The people responsible for Three Billboards Outside Ebbing, Missouri made some great choices, but they did not make a great film. The plot centers around the aftermath of a rape and murder of a young woman in Ebbing, whose mother, Mildred, (Frances McDormand) puts up billboards calling out Police Chief Willoughby (Woody Harrelson) to make some headway in the case. Chief Willoughby says he doesn’t have much to go on, and it’s no wonder: his right-hand man is a dipshit racist (Jason Dixon played mostly brilliantly by Sam Rockwell), and the rest of the gang is a bunch of brazenly white guys that don’t seem to be doing too much in the way of police work. On top of that, Willoughby has his own problems. Indeed, everyone in this movie is damaged goods in one way or another, and the film does a really good job of conveying the complicated emotions for all involved.
Despite these emotions, the story is told with this sort of a screwball comedy vibe, and this tension in the production never gets resolved. On the way out of the theater, L wondered aloud how he didn’t like the movie even though it was a good movie. I think the answer is that the film makers didn’t want to go completely Altman and let it be built on character pieces, and they didn’t have the stomach to cut the good material they were working with in order to tighten it up to make it a great drama. The former is tough to do (and probably tough to sell in Hollywood), and the latter would have required cutting out some great acting and dialog. So what we are left with is something that is sort of a mush of some of the best and the worst of the likes of Twin Peaks, Fargo and Mystic River. This will go down as a movie where people remember some great scenes and amusing dialog, but will scratch their heads at some of the plot holes and other peculiarities.
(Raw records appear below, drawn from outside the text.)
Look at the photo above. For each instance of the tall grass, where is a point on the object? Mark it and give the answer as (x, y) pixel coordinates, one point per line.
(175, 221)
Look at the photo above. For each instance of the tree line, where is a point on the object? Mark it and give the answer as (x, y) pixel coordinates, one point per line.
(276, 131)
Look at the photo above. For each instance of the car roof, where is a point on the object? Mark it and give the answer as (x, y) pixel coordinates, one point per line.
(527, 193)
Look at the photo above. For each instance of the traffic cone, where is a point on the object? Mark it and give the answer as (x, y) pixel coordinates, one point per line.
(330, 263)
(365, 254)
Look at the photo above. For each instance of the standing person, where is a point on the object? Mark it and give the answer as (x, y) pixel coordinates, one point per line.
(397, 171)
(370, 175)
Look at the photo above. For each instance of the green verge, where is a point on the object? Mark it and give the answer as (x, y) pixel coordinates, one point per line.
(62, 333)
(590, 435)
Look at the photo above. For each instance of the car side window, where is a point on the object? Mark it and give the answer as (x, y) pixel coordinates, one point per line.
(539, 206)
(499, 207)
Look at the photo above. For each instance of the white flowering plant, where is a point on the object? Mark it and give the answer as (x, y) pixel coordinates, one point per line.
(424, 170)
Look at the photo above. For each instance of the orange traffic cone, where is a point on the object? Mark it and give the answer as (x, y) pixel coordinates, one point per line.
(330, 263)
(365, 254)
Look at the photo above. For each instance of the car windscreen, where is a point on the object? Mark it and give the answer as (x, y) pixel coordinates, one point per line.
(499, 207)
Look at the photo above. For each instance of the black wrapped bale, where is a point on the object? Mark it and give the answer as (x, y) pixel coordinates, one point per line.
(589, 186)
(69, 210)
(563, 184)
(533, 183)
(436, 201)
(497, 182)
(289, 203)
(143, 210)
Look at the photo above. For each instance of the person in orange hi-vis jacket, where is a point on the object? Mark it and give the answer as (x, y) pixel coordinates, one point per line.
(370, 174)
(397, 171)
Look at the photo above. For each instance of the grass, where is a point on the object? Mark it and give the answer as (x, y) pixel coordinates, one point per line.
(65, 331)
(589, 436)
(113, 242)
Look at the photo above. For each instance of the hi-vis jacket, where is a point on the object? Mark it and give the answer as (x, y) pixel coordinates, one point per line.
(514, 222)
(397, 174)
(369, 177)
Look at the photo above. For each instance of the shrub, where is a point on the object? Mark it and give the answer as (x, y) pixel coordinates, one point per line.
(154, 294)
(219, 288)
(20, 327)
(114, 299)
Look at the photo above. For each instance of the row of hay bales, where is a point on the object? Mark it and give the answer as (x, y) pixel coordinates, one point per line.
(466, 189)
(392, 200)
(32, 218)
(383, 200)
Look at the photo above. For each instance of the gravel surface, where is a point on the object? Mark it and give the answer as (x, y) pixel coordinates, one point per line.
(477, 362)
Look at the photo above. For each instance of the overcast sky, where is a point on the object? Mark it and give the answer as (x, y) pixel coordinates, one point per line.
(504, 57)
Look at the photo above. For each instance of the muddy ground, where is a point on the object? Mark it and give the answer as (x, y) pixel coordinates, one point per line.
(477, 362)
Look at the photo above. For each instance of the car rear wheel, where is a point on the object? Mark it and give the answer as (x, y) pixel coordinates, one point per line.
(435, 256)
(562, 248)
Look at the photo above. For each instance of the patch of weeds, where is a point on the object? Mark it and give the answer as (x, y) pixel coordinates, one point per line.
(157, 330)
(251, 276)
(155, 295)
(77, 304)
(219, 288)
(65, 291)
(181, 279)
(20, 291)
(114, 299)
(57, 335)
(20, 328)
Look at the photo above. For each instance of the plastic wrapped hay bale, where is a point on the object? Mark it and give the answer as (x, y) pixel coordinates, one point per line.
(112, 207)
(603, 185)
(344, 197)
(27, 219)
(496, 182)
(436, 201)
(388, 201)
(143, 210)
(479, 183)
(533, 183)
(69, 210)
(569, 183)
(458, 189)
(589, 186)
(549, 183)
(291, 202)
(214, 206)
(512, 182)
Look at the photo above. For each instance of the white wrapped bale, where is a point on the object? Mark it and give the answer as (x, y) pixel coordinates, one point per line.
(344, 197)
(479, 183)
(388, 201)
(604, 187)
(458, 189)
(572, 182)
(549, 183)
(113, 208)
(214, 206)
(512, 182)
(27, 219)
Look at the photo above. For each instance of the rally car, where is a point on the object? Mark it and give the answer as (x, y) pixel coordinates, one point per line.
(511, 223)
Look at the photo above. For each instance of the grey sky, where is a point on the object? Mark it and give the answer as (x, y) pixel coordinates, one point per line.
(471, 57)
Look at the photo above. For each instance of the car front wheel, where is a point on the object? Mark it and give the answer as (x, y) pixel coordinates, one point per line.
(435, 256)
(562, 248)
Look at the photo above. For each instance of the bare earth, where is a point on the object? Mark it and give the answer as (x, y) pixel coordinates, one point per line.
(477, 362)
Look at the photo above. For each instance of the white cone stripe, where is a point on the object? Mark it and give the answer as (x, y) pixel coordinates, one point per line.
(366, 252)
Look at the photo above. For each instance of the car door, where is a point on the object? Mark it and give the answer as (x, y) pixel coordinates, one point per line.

The positives include the cast and characters, and the casting is brilliant top to bottom: Red (Caleb Landry Jones) is the semi-principled ad exec, Robbie (Lucas Hedges) is Mildred’s son who has to deal with the blowback from his mother’s antics, and Charlie (John Hawkes) is Mildred’s ex-husband, a wife beater now living with the unreasonably good looking “19-year old” Penelope (Samara Weaving). On the negative side, Penelope is caricatured as a ditz, though she works as an animal trainer and reads about horses in her spare time. Even more unfortunately, although the movie takes some stabs at race issues, the several African American characters are not developed at all. Even Chief Abercrombie (Clarke Peters), who is eventually sent in (by whom?) to replace Willoughby, is just a place holder, not a character. There is possibly a metaphor I am missing here.
Another positive is that there are some lucid scenes, including a a “date” between Mildred and the alcoholic used car salesman and midget, Peter Dinklage. The meal takes place for what passes for an upscale restaurant in Ebbing, and the ex-husband arrives with his young girlfriend about midway through. This allows Dinklage to rattle off a brief monologue that lays bare life’s prospects for the likes of these folks, and there is probably a thesis of the movie in there somewhere. We all play the hand we were dealt. Other scenes, particularly the one where Mildred dresses down the Catholic priest, aim high and miss the mark.
Finally, at the risk of introducing spoilers, during the end of the film I was reminded of one of the great and mysterious lines of the 1993 movie, Tombstone, where the Val Kilmer Doc Holliday character says of Wyatt Earp:
“Oh, make no mistake, it’s not revenge he’s after; it’s a reckoning.”
A reckoning is a resolution and an ending, but that is not really what these characters are after. And even if it were, a reckoning isn’t attainable, is it? Finding the girl’s killer might offer some clarity along some margin, but it doesn’t change much of anything else. So there will be no revenge, no resolution, no reckoning, and ultimately no justice. That’s just the way it goes in Ebbing, Missouri.
So this makes its way over the $6 bar for some compelling characters and some good scenes. But, too many question marks and not enough Woody limit its upside. So despite the gaudy critical acclaim elsewhere, this one won’t be filling space in the Best of L&D for 2017, which is coming sooner than you probably think!